Treating the underlying cause of provoked seizures often stops them. If the condition isn’t treatable, doctors may suggest medications to lessen seizure frequency and severity. Generally, doctors avoid treating first-time unprovoked seizures unless there's a high risk of recurrence or the person has status epilepticus, a severe condition needing immediate intervention to prevent brain damage or death. Medical history and tests like EEG, CT, or MRI can help assess seizure risk.¹

Treatment

Epilepsy seizures can be treated with medications, surgery, diet changes, brain stimulation, or vagal nerve stimulation. Self-diagnosing or treating seizures is not recommended, as they often indicate serious medical conditions. If you or a loved one has a first-time seizure, consult a healthcare provider who can guide you on the necessary steps post-seizure. If someone has a seizure, ensure they can breathe by loosening tight clothing, move dangerous objects away, turn them on their side to aid breathing, time the seizure, and stay with them to provide reassurance. Avoid restraining them or putting anything in their mouth, and remain calm. Seek emergency help if the seizure is prolonged or if they have status epilepticus.¹

Anti-seizure medications (ASMs) are the primary treatment for seizures after a TBI. They are typically prescribed if a person experiences even a single seizure shortly after the injury, aiming to prevent status epilepticus. Quick seizure control is crucial to minimize further brain damage. The duration of ASM treatment varies based on the injury's severity and the risk of recurrent seizures. For late-onset seizures (occurring more than a week post-injury), long-term anticonvulsant treatment is usually recommended due to the high recurrence rate. The choice of medication depends on the type of seizures and the individual's medical history.²

Summary

Seizures can arise from uncontrolled electrical activity in the brain, disrupting normal communication between neurons. Post-traumatic seizures can occur early or late after a brain injury, with late seizures more likely to lead to epilepsy. Provoked seizures are triggered by identifiable physical causes, such as illness or trauma, and require treatment targeting the underlying cause. Traumatic brain injuries can result in various complications, including seizures, altered consciousness, and cognitive, physical, and sensory problems. Effective management involves antiseizure medications and addressing the underlying causes. Recognizing symptoms and consulting healthcare providers for proper diagnosis and treatment is crucial. Researchers continue to explore biomarkers and brain changes to better understand and treat seizures following traumatic brain injuries.

FAQs

Is it possible to recover the brain after injuries?

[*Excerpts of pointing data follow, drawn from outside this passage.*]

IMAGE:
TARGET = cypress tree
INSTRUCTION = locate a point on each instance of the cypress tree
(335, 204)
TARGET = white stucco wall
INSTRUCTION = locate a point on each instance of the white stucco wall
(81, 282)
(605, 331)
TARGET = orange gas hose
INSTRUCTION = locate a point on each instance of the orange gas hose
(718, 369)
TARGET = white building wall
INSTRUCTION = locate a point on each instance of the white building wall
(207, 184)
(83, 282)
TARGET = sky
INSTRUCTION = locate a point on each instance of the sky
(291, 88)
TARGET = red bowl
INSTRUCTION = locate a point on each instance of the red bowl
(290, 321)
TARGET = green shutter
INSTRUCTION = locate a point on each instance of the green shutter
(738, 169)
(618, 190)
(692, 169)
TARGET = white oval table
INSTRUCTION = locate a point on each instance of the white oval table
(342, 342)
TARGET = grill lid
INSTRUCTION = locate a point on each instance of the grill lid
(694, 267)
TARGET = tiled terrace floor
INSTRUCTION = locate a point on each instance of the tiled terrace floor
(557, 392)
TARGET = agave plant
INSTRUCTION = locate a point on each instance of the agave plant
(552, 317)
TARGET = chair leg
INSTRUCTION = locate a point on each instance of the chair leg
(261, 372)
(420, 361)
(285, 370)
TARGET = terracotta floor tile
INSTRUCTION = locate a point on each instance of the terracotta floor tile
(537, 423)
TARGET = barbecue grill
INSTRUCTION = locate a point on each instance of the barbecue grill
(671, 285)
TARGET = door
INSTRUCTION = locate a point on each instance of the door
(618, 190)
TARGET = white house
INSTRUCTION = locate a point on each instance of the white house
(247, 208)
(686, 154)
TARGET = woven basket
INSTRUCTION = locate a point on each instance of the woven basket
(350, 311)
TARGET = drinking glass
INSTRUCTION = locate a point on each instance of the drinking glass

According to most current studies, once brain cells are destroyed or damaged, for the most part, they do not regenerate.

Who is most at risk for TBI?

The greatest risk of traumatic brain injury is present in children, especially newborns to 4-year-olds.

What is the prognosis for a traumatic brain injury? 

Although hospitalization and inpatient rehabilitation services are available, approximately 50% of people with TBI will experience further impairment in their daily life or die within 5 years of their traumatic brain injury.